By Arif Shah and Jacob Oguntimehin

The Networked Data Lab (NDL), funded by The Health Foundation, is a community of data professionals looking to solve the UK’s most pressing health care challenges since COVID-19. Imperial College Health Partners (ICHP), Imperial College London and the Institute of Global Health Innovation were named as the North West London NDL. This is one of five NDLs around the UK, to carry out data analysis on various topics based on local priorities, which were determined through community engagement and by the Health Foundation. Health care data is often fragmented, making reliable analysis difficult, but in North West London we have access to a depersonalised linked data set, via Discover-NOW, covering a diverse population of over 2.5 million. This has been the platform for our research.

The second topic for analysis was children and young people’s mental health and access to care was impacted by the COVID-19 pandemic. Arif, one of the 20 young people who attended the first public involvement workshop in May 2021, tells us about his experience of being involved and why he then ended up joining the project’s Young Person’s Advisory Group. You can read more about the workshop here.

I saw an advert for the workshop in communications from a youth charity I’m part of. I thought it sounded like an interesting workshop because it was about coming up with priorities for research around young people’s mental health, which could then improve care. I wanted to represent my views as a young person with experience of mental health difficulties and to try to make a difference for other young people going through something similar.

I think it’s so important to involve young people in projects like this – we should have a say in how services, which support us, run.

More young people need mental health support than ever before, and services are struggling with increased demand – something needs to change. Who better to suggest changes than the people who have experienced the services and have ideas about what could make them better. We bring our own experiences and skills that are different to researchers and healthcare professionals. We can help unlock answers to issues that professionals might not have thought about.

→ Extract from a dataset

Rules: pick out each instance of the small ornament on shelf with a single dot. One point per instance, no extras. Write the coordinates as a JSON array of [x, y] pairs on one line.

After the workshop, we were asked if we wanted to apply to be part of the Young Person’s Advisory Group, to oversee the project from a young person perspective, which I was pleased to join. My role was to advocate the views of young people in the work and outputs and to make sense of the data. For example, we were presented the initial findings from the analysis of the data and then suggested areas that we thought would be interesting to explore further. The data analysts presented the different findings in a number of graphs and talked us through the significance of each. One of the findings was around how young women in North West London have been accessing more mental health services since COVID-19 and receiving more diagnosis and treatment than young men. However, when we discussed this in the group, we thought that it didn’t necessarily mean young men were not experiencing as many mental health difficulties as young women, but maybe young men were less likely to seek help. Having us look at the results, helped the analysts see that the results might not be showing the whole picture.

I also reviewed The Health Foundation’s national policy paper to make sure that the results were clear. The paper recommends that three key areas need urgent investigation, to help ensure children and young people universally get the care they need. These are, understanding:

  • The rapid increases in mental health prescribing and support provided by GPs
  • The prevalence of mental health problems among adolescent girls and young women
  • The stark socioeconomic inequalities across the UK

One key thing that stood out to me was the increase in prescribing medication to treat young people, that didn’t match an increase in other kinds of treatment. I think we need to understand why this is happening. To me, this suggests there are limited options for GPs to progress mental health support in other ways.

Being part of this project, I’ve learned that implementing effective improvements is a long process and it cannot happen instantly.

It takes time and resource. But I can’t wait to see the impact the results of the NDL will have on services and young people. I think the YPAG could help with ensuring the results are implemented, by meeting with some of the leaders, to help ensure they act on change. Having a young person at the table helps to add a face to the people who have been experiencing worsened mental health since COVID-19 and difficulty accessing services. We could share the results with our networks and empower young people to advocate to decision-makers about what needs to change, to urgently tackle this mental health crisis.

I would definitely recommend that young people get involved in projects like this. Not only can you gain valuable professional experience, but you can get involved in improving problems that might otherwise be overlooked. The amount of time we had to dedicate was manageable around my work commitments. And, I liked that there were Mental Health First Aiders as part of the team, in case any of us wanted to have a debrief after a meeting.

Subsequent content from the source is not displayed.